Anu, too, was among the rescuers. For four hours from 7.30 pm, she was busy wiping the face of the injured with the wet clothes she had carried from home.

She recalls that local women offered water to the shaken passengers who had escaped with minor injuries. Some even brought sarees from their houses for women passengers whose clothes had gotten torn.

While Anu was at the station, her 10th Class daughter and NCC cadet Snehalata attended several of the injured brought to the Bahanaga Government High School next to the national highway where she studies.

“We 16 cadets — eight boys and eight girls — did whatever job was assigned to us,” recounts Snehalata.
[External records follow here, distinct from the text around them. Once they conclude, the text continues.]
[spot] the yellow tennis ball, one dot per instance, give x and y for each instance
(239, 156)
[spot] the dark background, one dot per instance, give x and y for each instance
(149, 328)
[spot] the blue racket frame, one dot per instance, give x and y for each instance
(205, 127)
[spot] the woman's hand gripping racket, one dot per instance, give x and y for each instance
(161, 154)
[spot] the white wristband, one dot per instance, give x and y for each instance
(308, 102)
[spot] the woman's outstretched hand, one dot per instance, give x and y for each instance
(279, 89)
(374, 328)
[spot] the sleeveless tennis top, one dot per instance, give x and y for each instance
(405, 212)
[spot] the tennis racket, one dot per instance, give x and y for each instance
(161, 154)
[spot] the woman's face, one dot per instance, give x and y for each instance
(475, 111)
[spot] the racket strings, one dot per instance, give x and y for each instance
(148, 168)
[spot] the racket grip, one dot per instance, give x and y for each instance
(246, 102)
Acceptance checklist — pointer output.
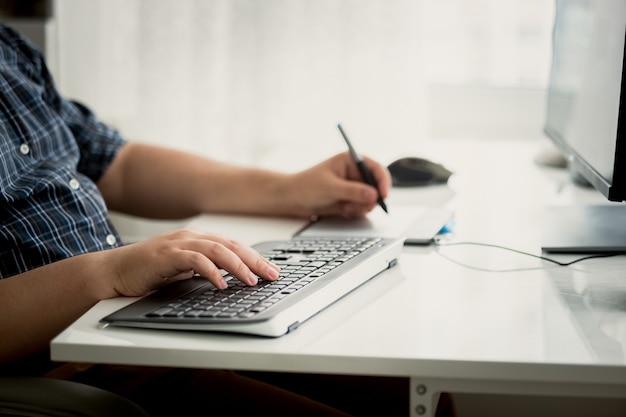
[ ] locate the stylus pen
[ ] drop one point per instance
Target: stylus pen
(363, 169)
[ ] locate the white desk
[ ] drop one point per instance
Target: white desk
(459, 318)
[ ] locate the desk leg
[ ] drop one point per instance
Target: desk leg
(425, 392)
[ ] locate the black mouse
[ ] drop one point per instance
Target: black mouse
(415, 171)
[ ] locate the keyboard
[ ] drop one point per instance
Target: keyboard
(315, 272)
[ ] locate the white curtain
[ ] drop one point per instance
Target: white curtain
(236, 78)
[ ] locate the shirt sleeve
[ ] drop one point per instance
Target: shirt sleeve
(98, 143)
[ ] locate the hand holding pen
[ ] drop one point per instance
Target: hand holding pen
(366, 174)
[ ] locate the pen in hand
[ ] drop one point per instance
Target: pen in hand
(367, 175)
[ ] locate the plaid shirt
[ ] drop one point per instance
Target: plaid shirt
(52, 152)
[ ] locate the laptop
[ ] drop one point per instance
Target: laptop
(316, 271)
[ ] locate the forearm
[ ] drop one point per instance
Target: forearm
(39, 304)
(163, 183)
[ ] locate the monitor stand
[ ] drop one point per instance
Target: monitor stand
(585, 229)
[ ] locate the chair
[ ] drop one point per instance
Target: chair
(46, 397)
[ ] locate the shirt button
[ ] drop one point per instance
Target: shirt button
(111, 240)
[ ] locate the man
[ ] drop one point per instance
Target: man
(62, 170)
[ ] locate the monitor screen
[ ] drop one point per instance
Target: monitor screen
(585, 119)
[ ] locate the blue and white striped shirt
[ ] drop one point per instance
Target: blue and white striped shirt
(52, 153)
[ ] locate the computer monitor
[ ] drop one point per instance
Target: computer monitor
(586, 119)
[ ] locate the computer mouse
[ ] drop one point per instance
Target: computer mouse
(415, 171)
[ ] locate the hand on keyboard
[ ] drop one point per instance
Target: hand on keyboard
(141, 267)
Her aim is to pursue ITI and become a loco pilot. “The job offers sheer excitement and also an assured future,” she explains.

At home, Snehalata’s grandfather Purna Chandra, 74, still can’t imagine that the station which has been a part of his life for over 62 years when he sold tea as a teenager would ever witness such terrible misery.

Purna Chandra, Odisha train accident
Purna Chandra

“It’s difficult to believe,” intones Das as the goods train whistles. “The repair works will go on for a few more days.”

Emotions die hard

For the moment, his neighbours are bothered about the stench emanating from the accident spot where a few damaged coaches lie here and there.

In the daytime, the sweltering heat accompanying the unbearable humidity keeps them confined to their homes. The problem, however, starts when there is power outage in the evening and they come out.

Also read: Odisha train tragedy: Why was Coromandel Express’ Point 17-A set for the loop line?

“Instead of the soothing occasional breeze, the foul smell forces us inside,” complains a woman.

The villagers think there could possibly be some more decomposed bodies at the accident site. They have no option but to put up with the aftershocks of the horrific tragedy — at least for some more days.

As Sudhansu Panda of Bahanaga says: “Just because a train or two has begun running on the tracks doesn’t mean it has become normal. Normalcy may arrive soon but the emotional scars will live on. For us, life will never be the same again.”